5.1.1 Install git on your computer

Access the git download page and download the appropriate version for your machine.

If you have a Windows 10 machine, you can watch this video that shows you how to install Git on windows. When installing, note where it’s installed (on the “Select Destination Location” window) so you can check if you have the correct path to Git set up in RStudio (it’s usually C:\Program\Git).

If you have a Mac, you can watch this video that shows you how to install Git on a Mac.

5.1.2 Create a GitHub account

  1. Access the GitHub page.

  2. Click on “Sign Up for GitHub.”

  3. Fill out the “Create your account” forms.

  4. A verification will be sent to your email address, check your inbox for a “Please verify your email address” message. Click on “Verify email address” button.

If you already have a GitHub account, confirm you know your username and password by logging in at GitHub.

5.2 What is version control?

Version control is a best practice for reproducible analyses, and widely used in industry and research (i.e., you will need to know how to use version control in your future job).

The purpose of version control is to keep track of changes to your files over time, so that you can recall specific versions at any point in your project.

Git is an open source version control software system that is very popular – 58% of data scientist use Git (Beckman et al. 2020). There are a number of other version control software available (e.g., Perforce).

5.3 Submitting assignments

5.3.1 Join our GitHub classroom

  1. Access our first assignment and click on “Accept this assignment”

  2. A window with information about what GitHub Classroom wants to access from your GitHub profile will appear. Click on “Authorize github”.

5.3.3 Clone assignment repository

  1. Go to our first assignment GitHub repository

  2. Click on the “Code” button and copy the git url (e.g., https://github.com/ua-dt-sci/test-assignment-yournamehere.git)

  3. Open RStudio

  4. Go “File” > “New Project…”

  5. In the pop-up window, select “Version Control”

  6. Then choose “Git”

  7. In the “Repository URL:” field enter the link to the first assignment repository from your GitHub account.

  8. Click “Create”

5.3.4 Modify files

For the first assignment, which is a test assignment so you’re all set up to submitting all of your assignments for this class, you need to modify READM.md only. For other assignments you will need to edit .R scripts.

5.3.5 Commit changes

  1. On the top right panel in RStudio (i.e., Environment quadrant), click on the “Git” tab

  2. You will see a list of files, indicating which files have been modified (a blue “M” shows next to modified file).

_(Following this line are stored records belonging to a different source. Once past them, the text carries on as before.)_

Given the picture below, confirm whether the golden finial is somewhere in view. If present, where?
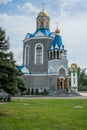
[56,22,58,29]
[42,3,45,11]
[55,22,60,35]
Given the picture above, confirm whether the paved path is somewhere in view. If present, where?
[13,96,87,99]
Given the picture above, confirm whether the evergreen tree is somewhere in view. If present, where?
[0,27,26,95]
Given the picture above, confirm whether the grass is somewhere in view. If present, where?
[0,99,87,130]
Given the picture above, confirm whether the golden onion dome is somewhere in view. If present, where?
[38,10,48,17]
[37,3,49,17]
[55,23,60,35]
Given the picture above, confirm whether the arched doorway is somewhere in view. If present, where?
[57,78,67,89]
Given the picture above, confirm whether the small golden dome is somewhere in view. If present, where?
[55,23,60,35]
[55,28,60,34]
[38,10,48,17]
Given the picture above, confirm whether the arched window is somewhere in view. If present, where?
[35,43,43,64]
[24,45,29,65]
[59,67,66,75]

  3. Click on “Commit” on the top of this tab

  4. A new window will pop-up. Stage the files you want to commit (click on the check box next to file) and enter a commit message.

  5. Press “Commit” and if everything looks good, close the commit window.

  6. Click “Push” on top right

5.4 DATA CHALLENGE 01

Accept data challenge 01 assignment

References

Beckman, Matthew D, Mine Çetinkaya-Rundel, Nicholas J Horton, Colin W Rundel, Adam J Sullivan, and Maria Tackett. 2020. “Implementing Version Control with Git as a Learning Objective in Statistics Courses.” arXiv Preprint arXiv:2001.01988.